Herefore, I calculated psi separately for the three sediment types as followed (it’s coded in R):
psi_gravel <- exp(b0+b1*0+b2*0)/(1+exp(b0+b1*0+b2*0)) #gravel (0 0)
psi_sand <- exp(b0+b1*1+b2*0)/(1+exp(b0+b1*1+b2*0)) #sand (1 0)
psi_mud <- exp(b0+b1*0+b2*1)/(1+exp(b0+b1*0+b2*1)) #mud/loam (0 1)

That part worked. However, it’s unclear to me, how I get the SE/CI for these habitat types and how the SE/CI are constrained to take values between 0 and 1. I was told that I could construct the SE based on the betas (b0=gravel, b1=sand, b2=mud) and the variance-covariance-matrix of the model. As SE for gravel is likely the intercept, I could grab this value from the presence-output.

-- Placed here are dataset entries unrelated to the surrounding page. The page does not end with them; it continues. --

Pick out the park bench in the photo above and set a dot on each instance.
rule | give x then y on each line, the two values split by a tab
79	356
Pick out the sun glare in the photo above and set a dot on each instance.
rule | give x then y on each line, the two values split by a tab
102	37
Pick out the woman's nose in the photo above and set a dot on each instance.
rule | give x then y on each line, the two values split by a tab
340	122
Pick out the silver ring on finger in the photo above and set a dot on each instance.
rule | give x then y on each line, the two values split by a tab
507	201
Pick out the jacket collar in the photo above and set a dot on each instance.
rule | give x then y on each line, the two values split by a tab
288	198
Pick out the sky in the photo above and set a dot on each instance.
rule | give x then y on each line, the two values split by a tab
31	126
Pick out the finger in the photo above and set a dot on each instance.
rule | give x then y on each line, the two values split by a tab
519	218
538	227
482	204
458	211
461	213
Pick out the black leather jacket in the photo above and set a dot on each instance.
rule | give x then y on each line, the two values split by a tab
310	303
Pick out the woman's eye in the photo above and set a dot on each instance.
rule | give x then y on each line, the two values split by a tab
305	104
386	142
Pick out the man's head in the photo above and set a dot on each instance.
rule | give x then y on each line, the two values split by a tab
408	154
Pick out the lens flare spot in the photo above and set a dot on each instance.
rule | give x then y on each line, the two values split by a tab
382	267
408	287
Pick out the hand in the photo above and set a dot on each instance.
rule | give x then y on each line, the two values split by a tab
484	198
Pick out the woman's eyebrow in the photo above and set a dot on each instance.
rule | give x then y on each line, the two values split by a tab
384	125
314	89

When it comes to the other sediment types (sand, mud), several questions emerge:

a) In my case, the best-selected model I use for the predictions has 10 betas? Do I have to take the 2 columns/rows that correspond to b0 and b1 to calculate the SE for sediment type sand or mud (b0, b2), i.e. cut down the relevant columns of the 10x10 vcov-presence-matrix to a 2x2 vcov-matrix? Or do I have to construct the vcov-matrix by myself, based on b0 and b1 (or b0, b2)?

b) What does the formula for constructing the SE look like? And, has anybody done that so far already in R?

I appreciate any hint,
Cheers,
Lukas

[darryl]

Hi Lukas,
You can do that using something called the 'delta method'; we cover it in our book, it's in the MARK book and probably comes up on google pretty quickly.

If you want profile-likelihood confidence intervals you'll have to code things up yourself. Other option is to calculate intervals on the logit-scale and then transform them to the 0-1 scale. Check out some of the recent posts.
Darryl

[Indermaur]

Thanks Darryl,
I will go for it.

Another idea to get the SE/CI for the 3 sediment types could be to fit a the model without the intercept, and three dummy variables instead of 2. Reasonable?

Cheers,
Lukas

[darryl]

Yes, although depends what else is in the model if you're looking at the actual probabilities. It's at that point I suggest people start thinking about interpreting things in terms of odds ratios.